Final answer:
An equation will have no solution if its constant terms are different after the variable terms cancel out, one solution if its variable terms have different coefficients, and infinitely many solutions if both sides are identical after variable terms cancel out.
Step-by-step explanation:
To create an equation that has no solution, one solution, or infinitely many solutions, you should add terms to both sides of the equation so that it either becomes inconsistent, consistent with a unique solution, or consistent with infinitely many solutions.

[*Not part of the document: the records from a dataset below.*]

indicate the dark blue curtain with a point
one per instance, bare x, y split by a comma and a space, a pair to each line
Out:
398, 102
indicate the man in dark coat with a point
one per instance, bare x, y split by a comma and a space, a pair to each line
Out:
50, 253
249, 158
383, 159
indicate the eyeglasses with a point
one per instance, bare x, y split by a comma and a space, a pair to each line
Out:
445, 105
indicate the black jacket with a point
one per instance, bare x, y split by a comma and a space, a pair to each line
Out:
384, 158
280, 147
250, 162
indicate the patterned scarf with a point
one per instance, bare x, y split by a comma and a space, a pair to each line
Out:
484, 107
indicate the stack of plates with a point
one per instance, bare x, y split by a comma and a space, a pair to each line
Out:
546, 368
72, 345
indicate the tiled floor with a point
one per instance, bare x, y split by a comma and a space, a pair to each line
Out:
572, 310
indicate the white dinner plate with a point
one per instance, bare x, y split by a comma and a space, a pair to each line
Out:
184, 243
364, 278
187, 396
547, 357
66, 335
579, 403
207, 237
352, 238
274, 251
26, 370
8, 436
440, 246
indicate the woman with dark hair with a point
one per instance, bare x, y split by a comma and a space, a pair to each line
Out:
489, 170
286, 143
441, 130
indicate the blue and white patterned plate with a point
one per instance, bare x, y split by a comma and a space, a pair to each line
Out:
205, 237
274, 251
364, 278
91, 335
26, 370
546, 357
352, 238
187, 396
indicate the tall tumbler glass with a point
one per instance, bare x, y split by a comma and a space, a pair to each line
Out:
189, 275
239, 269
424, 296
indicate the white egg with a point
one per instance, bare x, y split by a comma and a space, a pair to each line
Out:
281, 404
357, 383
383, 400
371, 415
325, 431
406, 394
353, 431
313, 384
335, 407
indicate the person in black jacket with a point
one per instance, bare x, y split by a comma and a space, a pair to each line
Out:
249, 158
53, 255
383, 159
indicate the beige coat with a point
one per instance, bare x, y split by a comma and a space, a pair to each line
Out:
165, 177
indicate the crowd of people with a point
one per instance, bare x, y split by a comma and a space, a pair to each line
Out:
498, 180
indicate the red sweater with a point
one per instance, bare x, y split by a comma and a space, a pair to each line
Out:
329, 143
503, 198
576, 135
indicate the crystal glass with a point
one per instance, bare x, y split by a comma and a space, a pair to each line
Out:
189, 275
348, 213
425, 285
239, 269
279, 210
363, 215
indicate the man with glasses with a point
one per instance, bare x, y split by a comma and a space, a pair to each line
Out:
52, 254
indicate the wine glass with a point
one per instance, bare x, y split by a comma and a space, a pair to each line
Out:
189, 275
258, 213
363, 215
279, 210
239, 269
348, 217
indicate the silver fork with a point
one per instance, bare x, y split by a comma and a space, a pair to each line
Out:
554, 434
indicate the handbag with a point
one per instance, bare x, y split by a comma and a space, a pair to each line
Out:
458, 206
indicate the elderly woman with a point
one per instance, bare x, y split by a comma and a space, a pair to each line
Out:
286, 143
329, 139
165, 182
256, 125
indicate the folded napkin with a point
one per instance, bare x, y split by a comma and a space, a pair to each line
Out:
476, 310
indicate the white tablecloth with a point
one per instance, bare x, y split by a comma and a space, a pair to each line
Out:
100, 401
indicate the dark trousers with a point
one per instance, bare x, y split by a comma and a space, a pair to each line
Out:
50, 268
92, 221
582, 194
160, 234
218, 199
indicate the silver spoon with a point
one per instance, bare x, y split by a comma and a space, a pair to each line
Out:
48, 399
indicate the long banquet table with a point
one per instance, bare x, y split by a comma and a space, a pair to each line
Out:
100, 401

For no solution, you want the constants on both sides to be different while the variable terms cancel each other out. For example:
4x + 7 ≠ 4x + 5
Here, subtracting 4x from both sides will leave 7 ≠ 5, which is never true; therefore, there is no solution.
For one solution, the variable terms should have different coefficients, thus:
4x + 7 = 4x + 5x - 8
Combining like terms gives us:
4x + 7 = 9x - 8
This equation is solvable for x and will have a unique solution since the coefficients of x are not equal.
For infinitely many solutions, both sides of the equation should be identical after the variable terms are canceled out:
4x + 7 = 4x + 7
Subtracting 4x from both sides leaves 7 = 7, which is always true; hence, the equation has infinitely many solutions because any value of x will satisfy it.